Reflexionando sobre los primeros días, Dolores los describe como una época de descubrimiento. “Fue un momento muy divertido aprender de qué se trataban las terapias infantiles”, recuerda. “Ahora, 17 años después, sigo aprendiendo”. Esa sensación de crecimiento continuo y propósito es parte de lo que la ha mantenido comprometida con Aprendamos durante casi dos décadas.
A lo largo de su tiempo aquí, Dolores ha sido testigo de cómo Aprendamos evoluciona para satisfacer las crecientes y cambiantes necesidades de la comunidad. “Cuando Aprendamos comenzó, la necesidad era grande”, dice. “Pero ahora, con todas las cosas diferentes que les suceden a nuestras mamás, nuestros servicios son muy necesarios”. Ella cree que la capacitación y el apoyo continuos permiten a los miembros del equipo, como ella, crecer y mantenerse conectados a la misión de maneras significativas.

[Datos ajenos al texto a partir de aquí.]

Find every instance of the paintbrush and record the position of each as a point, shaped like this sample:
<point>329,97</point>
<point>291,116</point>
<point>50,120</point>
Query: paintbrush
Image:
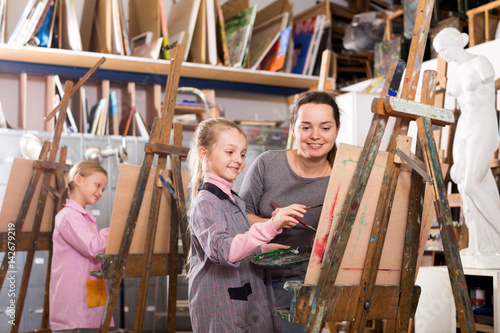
<point>167,185</point>
<point>299,220</point>
<point>314,206</point>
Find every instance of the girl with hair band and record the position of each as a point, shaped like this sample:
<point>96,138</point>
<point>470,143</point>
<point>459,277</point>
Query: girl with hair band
<point>77,299</point>
<point>227,293</point>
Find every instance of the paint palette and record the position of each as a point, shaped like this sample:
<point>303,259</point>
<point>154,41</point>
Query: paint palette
<point>283,258</point>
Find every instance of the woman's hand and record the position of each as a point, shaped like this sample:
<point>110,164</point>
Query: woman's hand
<point>275,246</point>
<point>285,217</point>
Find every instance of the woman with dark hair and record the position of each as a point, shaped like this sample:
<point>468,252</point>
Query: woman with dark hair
<point>295,176</point>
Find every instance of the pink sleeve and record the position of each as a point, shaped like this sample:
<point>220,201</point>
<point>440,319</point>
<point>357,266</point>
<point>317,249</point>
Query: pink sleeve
<point>266,248</point>
<point>245,244</point>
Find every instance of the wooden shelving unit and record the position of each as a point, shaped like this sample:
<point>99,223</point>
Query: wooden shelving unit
<point>72,64</point>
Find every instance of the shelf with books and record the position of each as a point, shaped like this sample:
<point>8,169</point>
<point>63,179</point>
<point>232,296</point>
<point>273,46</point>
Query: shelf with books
<point>74,64</point>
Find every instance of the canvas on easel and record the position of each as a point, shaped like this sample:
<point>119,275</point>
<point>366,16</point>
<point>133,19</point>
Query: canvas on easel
<point>127,179</point>
<point>392,255</point>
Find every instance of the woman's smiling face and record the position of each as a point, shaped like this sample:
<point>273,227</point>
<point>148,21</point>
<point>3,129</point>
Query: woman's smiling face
<point>315,130</point>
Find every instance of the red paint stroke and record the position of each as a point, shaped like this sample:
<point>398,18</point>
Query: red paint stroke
<point>380,269</point>
<point>334,201</point>
<point>319,247</point>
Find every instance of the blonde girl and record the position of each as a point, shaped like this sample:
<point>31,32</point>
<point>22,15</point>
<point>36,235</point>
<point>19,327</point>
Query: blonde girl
<point>227,293</point>
<point>76,298</point>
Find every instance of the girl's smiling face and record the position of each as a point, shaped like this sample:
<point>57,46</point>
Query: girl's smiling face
<point>88,190</point>
<point>315,130</point>
<point>226,158</point>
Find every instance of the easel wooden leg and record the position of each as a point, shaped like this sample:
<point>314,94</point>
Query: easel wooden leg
<point>451,251</point>
<point>357,187</point>
<point>114,283</point>
<point>31,252</point>
<point>410,253</point>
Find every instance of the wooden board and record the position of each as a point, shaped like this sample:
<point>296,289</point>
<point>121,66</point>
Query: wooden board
<point>352,264</point>
<point>19,179</point>
<point>127,180</point>
<point>144,15</point>
<point>198,50</point>
<point>181,23</point>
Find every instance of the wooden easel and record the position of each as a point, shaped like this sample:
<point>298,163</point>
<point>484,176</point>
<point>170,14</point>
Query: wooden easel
<point>149,263</point>
<point>37,235</point>
<point>331,298</point>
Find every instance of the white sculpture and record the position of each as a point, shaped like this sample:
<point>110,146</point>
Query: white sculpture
<point>476,139</point>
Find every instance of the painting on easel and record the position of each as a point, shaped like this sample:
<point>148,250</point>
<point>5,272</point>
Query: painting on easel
<point>125,188</point>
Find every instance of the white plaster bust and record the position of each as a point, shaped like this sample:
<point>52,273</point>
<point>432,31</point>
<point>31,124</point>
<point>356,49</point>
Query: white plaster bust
<point>476,139</point>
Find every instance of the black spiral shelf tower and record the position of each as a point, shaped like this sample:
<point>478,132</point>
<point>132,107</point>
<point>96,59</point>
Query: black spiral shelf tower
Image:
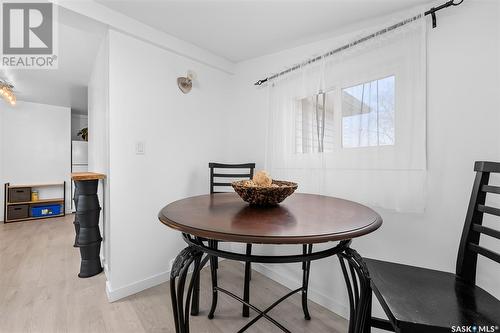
<point>88,236</point>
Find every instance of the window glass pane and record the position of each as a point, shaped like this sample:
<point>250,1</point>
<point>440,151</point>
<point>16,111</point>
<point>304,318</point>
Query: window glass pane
<point>368,114</point>
<point>314,126</point>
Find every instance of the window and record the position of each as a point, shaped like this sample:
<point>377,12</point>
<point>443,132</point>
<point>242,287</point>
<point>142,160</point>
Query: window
<point>314,124</point>
<point>368,114</point>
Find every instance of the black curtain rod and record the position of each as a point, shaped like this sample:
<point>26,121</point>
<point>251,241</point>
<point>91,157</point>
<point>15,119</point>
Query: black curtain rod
<point>431,12</point>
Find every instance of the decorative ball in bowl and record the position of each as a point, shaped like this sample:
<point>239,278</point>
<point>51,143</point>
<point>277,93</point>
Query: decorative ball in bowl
<point>269,195</point>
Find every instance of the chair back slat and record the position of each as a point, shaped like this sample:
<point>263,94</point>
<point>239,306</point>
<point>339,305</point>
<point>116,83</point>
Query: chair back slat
<point>487,231</point>
<point>232,175</point>
<point>488,210</point>
<point>238,174</point>
<point>473,227</point>
<point>485,252</point>
<point>491,189</point>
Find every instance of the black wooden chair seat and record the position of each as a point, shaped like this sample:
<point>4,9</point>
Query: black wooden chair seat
<point>423,300</point>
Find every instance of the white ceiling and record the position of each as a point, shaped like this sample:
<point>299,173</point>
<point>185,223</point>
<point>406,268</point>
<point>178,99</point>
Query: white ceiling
<point>79,40</point>
<point>238,30</point>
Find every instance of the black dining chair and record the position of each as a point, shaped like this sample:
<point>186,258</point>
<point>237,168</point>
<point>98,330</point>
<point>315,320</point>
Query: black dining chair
<point>423,300</point>
<point>218,180</point>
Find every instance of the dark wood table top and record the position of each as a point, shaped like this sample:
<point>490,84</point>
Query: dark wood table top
<point>300,219</point>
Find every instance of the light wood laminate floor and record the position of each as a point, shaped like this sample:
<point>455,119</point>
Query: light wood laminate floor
<point>40,292</point>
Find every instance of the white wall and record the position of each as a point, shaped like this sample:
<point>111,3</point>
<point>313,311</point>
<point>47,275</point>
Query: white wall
<point>463,126</point>
<point>78,121</point>
<point>36,146</point>
<point>3,109</point>
<point>181,134</point>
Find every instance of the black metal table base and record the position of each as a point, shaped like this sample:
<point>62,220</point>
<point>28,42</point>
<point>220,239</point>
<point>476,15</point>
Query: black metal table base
<point>186,302</point>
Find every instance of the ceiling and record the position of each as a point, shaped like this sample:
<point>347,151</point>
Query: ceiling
<point>239,30</point>
<point>79,40</point>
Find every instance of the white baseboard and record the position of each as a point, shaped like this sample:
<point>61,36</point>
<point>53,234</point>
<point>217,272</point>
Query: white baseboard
<point>135,287</point>
<point>138,286</point>
<point>314,295</point>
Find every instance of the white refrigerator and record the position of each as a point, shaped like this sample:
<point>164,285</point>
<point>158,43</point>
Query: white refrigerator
<point>79,162</point>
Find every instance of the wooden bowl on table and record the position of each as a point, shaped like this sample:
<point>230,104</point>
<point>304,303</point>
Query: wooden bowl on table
<point>264,195</point>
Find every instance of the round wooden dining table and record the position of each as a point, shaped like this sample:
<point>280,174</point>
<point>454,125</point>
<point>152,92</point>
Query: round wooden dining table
<point>304,219</point>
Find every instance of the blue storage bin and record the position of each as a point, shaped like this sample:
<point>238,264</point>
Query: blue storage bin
<point>46,210</point>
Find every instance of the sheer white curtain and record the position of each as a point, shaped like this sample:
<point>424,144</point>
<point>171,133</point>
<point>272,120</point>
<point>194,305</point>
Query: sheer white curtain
<point>354,125</point>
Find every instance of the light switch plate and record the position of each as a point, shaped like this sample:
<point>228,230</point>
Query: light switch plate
<point>140,148</point>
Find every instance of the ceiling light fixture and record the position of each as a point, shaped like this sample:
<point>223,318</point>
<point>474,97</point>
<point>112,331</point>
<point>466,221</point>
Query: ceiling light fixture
<point>6,91</point>
<point>186,83</point>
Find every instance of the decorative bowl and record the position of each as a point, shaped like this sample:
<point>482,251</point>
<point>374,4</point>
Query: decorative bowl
<point>264,196</point>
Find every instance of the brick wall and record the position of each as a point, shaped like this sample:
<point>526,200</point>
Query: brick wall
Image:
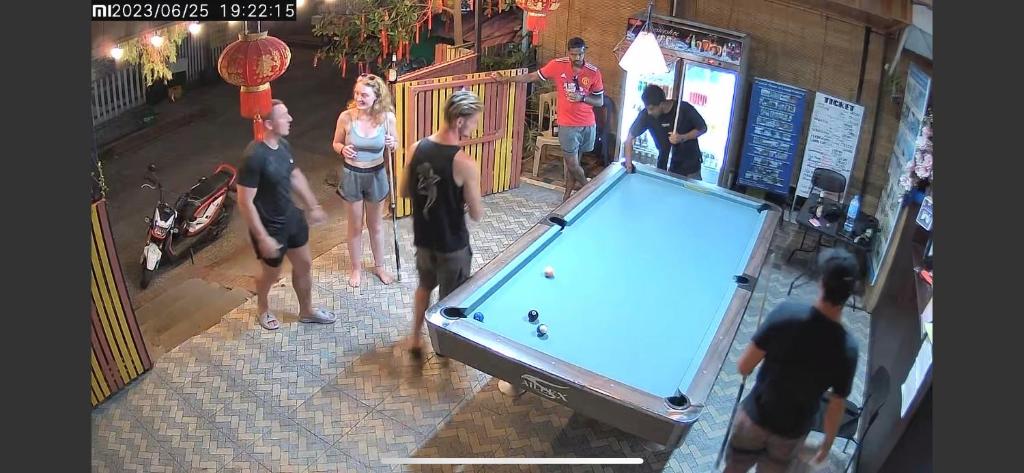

Una historia que se ha quedado con Dolores es de su tiempo enseñando masajes a bebés. Ella trabajó con una joven pareja cuyo hijo pequeño no estaba progresando como se esperaba. Después de un mes, recibieron un diagnóstico: Distrofia Muscular. “Con toda la ayuda de Aprendamos, él está muy bien”, comparte. “Todavía mantengo contacto con la familia”. Son esa conexión duradera y la capacidad de marcar la diferencia lo que hace que su trabajo sea tan significativo.
Cuando le preguntan por qué ha permanecido tantos años en Aprendamos, Dolores no duda: “Disfruto lo que hago y sigo aprendiendo”. También compartió una inmensa gratitud por su larga carrera en nuestra organización, afirmando: “Quisiera agradecerle a Dios y a Abel por brindarme esta oportunidad”. Agradecemos a Dolores por su increíble servicio, compasión y dedicación a lo largo de los años. Su impacto continúa sintiéndose en toda nuestra familia Aprendamos.